少ない言葉だけど、そんなふうに言われたら・・・
−−−好きに、なっちまうだろ。
・・・それは駄目だと、直感的に思う。この感情に火がつけば抑えが効かなくなるって事くらい、自分でもわかってる。
周りに出遅れてるオレは、ンな事してる余裕は無ぇのに。インハイを見た事すら無ぇオレが、ハコガクのレギュラー背負って走らなきゃなんねぇんだ・・・、だからやめてくれよ、そんなの。
ロクにアンタと、話した事も無かったじゃねぇか。
オレは先輩のこと、ずっと見てたけど・・・アンタも、見ててくれてたのかよ。
それでそんな、認めてくれたら・・・一番、嬉しいだろうがよ・・・。
「・・・名前、先輩」
「うん。何?」
「って、呼んでも良いスか」
「え?・・・う、うん。べつに良いよ」
「それから、お願いがあるんスけど・・・今年のインハイ、オレがスプリントリザルト獲ったら。・・・オレの事、名前で呼んでくれないっスか」
−−−この気持ちを全部、ロードバイクを前に進める力に変えちまえば良い。
そう思ったオレは、彼女にそんな約束を持ちかける。
恋愛なんかしてるヒマはオレには無ぇ。っていうかこの気持ちがもし、"そう"なんだとしても・・・多分、叶わないモノなのかもしれない。真波といる時、この人の纏う空気がすこしだけ変わる。いつもは透き通った彼女のソレに、優しく切ない色がつく。
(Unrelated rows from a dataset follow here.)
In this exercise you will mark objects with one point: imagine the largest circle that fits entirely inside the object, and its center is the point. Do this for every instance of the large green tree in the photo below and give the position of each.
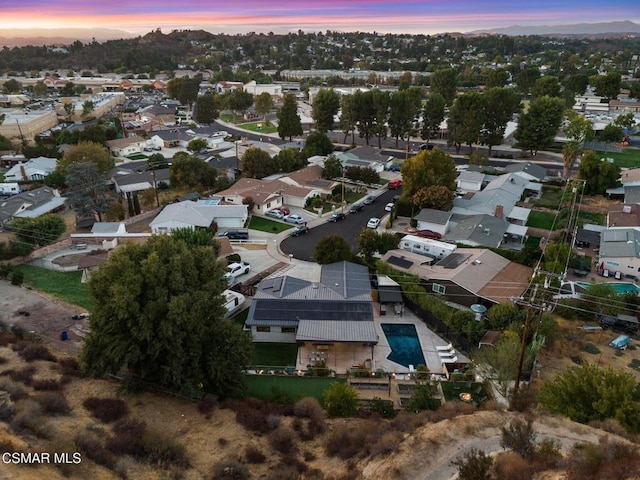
(87, 190)
(159, 314)
(257, 163)
(427, 168)
(466, 119)
(208, 108)
(500, 105)
(326, 104)
(588, 393)
(539, 125)
(432, 116)
(289, 124)
(189, 171)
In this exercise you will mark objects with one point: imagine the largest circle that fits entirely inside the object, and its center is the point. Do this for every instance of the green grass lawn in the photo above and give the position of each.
(628, 158)
(259, 127)
(542, 220)
(265, 387)
(267, 225)
(64, 285)
(274, 354)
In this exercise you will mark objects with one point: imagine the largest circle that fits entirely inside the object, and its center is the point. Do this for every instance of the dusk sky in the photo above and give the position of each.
(281, 16)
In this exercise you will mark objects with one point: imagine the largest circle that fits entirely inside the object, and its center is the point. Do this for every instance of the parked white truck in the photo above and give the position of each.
(9, 188)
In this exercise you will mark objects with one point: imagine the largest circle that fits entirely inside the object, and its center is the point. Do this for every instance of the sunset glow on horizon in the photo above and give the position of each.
(404, 16)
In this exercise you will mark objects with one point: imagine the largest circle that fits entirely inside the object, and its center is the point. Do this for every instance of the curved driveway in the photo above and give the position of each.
(303, 247)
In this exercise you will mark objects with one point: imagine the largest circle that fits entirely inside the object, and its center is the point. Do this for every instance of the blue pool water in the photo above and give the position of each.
(405, 344)
(620, 287)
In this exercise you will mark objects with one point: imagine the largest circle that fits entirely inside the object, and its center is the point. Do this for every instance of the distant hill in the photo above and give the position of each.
(19, 37)
(577, 29)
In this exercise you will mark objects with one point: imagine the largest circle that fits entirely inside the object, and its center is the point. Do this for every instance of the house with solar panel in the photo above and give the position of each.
(335, 314)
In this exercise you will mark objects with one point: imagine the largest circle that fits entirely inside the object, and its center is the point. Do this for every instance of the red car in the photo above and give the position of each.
(428, 234)
(395, 183)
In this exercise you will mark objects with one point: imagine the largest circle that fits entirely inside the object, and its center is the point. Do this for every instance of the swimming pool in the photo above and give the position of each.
(620, 287)
(405, 344)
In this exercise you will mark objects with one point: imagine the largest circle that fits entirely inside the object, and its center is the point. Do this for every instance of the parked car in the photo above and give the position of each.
(275, 214)
(395, 183)
(373, 222)
(428, 234)
(299, 230)
(294, 219)
(234, 235)
(236, 269)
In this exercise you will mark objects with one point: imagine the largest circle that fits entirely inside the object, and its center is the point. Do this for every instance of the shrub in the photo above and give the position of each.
(127, 437)
(53, 403)
(309, 407)
(48, 384)
(474, 465)
(230, 470)
(520, 437)
(512, 466)
(35, 351)
(207, 405)
(253, 454)
(28, 419)
(345, 442)
(24, 375)
(70, 366)
(163, 451)
(340, 400)
(282, 440)
(90, 446)
(106, 409)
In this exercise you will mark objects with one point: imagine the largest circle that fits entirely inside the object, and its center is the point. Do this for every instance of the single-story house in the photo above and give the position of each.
(336, 310)
(434, 220)
(122, 147)
(31, 204)
(190, 214)
(267, 194)
(33, 169)
(466, 276)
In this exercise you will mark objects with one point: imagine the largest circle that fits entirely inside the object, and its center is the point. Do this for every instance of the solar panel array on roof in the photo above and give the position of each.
(453, 260)
(400, 262)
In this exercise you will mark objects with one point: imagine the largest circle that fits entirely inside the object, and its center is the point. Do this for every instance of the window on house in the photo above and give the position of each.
(436, 287)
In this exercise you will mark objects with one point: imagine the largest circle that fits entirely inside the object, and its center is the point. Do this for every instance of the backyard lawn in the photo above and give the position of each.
(266, 225)
(274, 354)
(64, 285)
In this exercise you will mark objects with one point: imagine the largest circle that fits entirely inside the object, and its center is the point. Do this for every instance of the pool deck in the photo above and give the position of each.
(342, 357)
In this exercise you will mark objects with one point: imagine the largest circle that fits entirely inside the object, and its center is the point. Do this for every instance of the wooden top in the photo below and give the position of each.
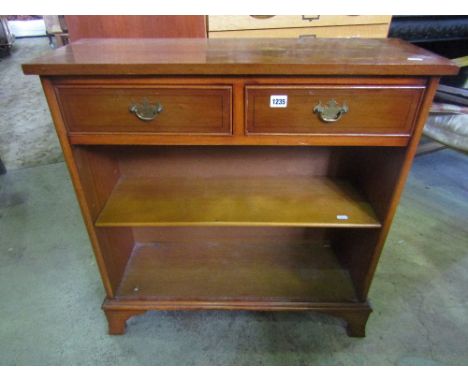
(306, 56)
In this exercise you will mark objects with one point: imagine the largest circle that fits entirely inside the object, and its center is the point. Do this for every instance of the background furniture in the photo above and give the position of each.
(135, 26)
(298, 26)
(240, 173)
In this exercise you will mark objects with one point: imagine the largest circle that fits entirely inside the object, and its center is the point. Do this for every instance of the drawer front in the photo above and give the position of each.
(362, 31)
(309, 110)
(156, 110)
(225, 23)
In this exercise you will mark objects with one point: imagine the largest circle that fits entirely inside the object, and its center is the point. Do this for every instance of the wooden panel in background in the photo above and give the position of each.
(226, 23)
(340, 31)
(80, 27)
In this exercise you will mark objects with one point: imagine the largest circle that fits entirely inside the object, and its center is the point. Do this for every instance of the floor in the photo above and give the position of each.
(50, 293)
(27, 134)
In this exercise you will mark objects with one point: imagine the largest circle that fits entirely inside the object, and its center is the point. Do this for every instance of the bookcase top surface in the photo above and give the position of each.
(248, 56)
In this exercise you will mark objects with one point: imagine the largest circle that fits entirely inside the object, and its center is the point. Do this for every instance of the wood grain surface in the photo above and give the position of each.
(371, 110)
(185, 109)
(223, 270)
(241, 57)
(259, 201)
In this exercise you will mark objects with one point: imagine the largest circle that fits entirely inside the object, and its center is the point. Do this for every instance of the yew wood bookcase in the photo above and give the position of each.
(249, 174)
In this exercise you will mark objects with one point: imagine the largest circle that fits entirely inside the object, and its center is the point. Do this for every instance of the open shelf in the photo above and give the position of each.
(252, 269)
(240, 201)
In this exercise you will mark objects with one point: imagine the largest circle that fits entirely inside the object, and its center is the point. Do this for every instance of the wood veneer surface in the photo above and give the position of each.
(241, 56)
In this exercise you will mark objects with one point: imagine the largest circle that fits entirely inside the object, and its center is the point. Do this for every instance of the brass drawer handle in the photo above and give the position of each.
(146, 111)
(331, 112)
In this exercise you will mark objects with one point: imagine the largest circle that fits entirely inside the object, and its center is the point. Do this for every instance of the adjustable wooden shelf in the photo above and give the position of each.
(239, 174)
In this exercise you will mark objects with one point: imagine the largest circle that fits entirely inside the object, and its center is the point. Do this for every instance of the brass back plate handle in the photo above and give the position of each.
(145, 111)
(331, 112)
・・・いいんだ、それでも。なんだっていい。全部、オレの前に進む力に変えてやる。
オレの言葉を受けた名前先輩は、すこしだけ目をまるくしてから、口を開いた。
「えっと・・・『まーくん』、って呼んでってこと?」
「ちっげぇよ!なんでだよ!」
謎のボケに、先輩なのに思わず突っ込んじまった。て、天然なのか?!
「あー・・・えっと。まさきよくん、って?」
「ウス・・・や、ヤなら断ってください」
「・・・わかった。・・・じゃ、わたし先に帰るね。正清くんも、あんまり遅くならないでね」
「・・・ちょっ・・・名前先輩、オレの話ちゃんと聞いてましたか?!スプリント獲ったら、って」
「聞いてたよ。だから、呼んだんじゃない。スプリントリザルト・・・キミの努力を見てたら、それは当然の結果だよ。努力の全てを知ってるわけじゃないけど・・・私、あなたがサボってるとこも、手を抜いてるとこも見た事ない。そういうの見てたらさ、私も頑張らなきゃっていつも背筋を正してもらってた。・・・だから、信じてるに決まってるじゃん」
そう言って、ふわりと笑って彼女は歩き出した。
そんな姿を見て、オレは益々自分の気持ちがわからなくなっちまう。
・・・この気持ちは、何なのだろう。
恋と呼ぶには、あまりに潔くて。
憧れと呼ぶには、あまりに掻き乱されすぎている。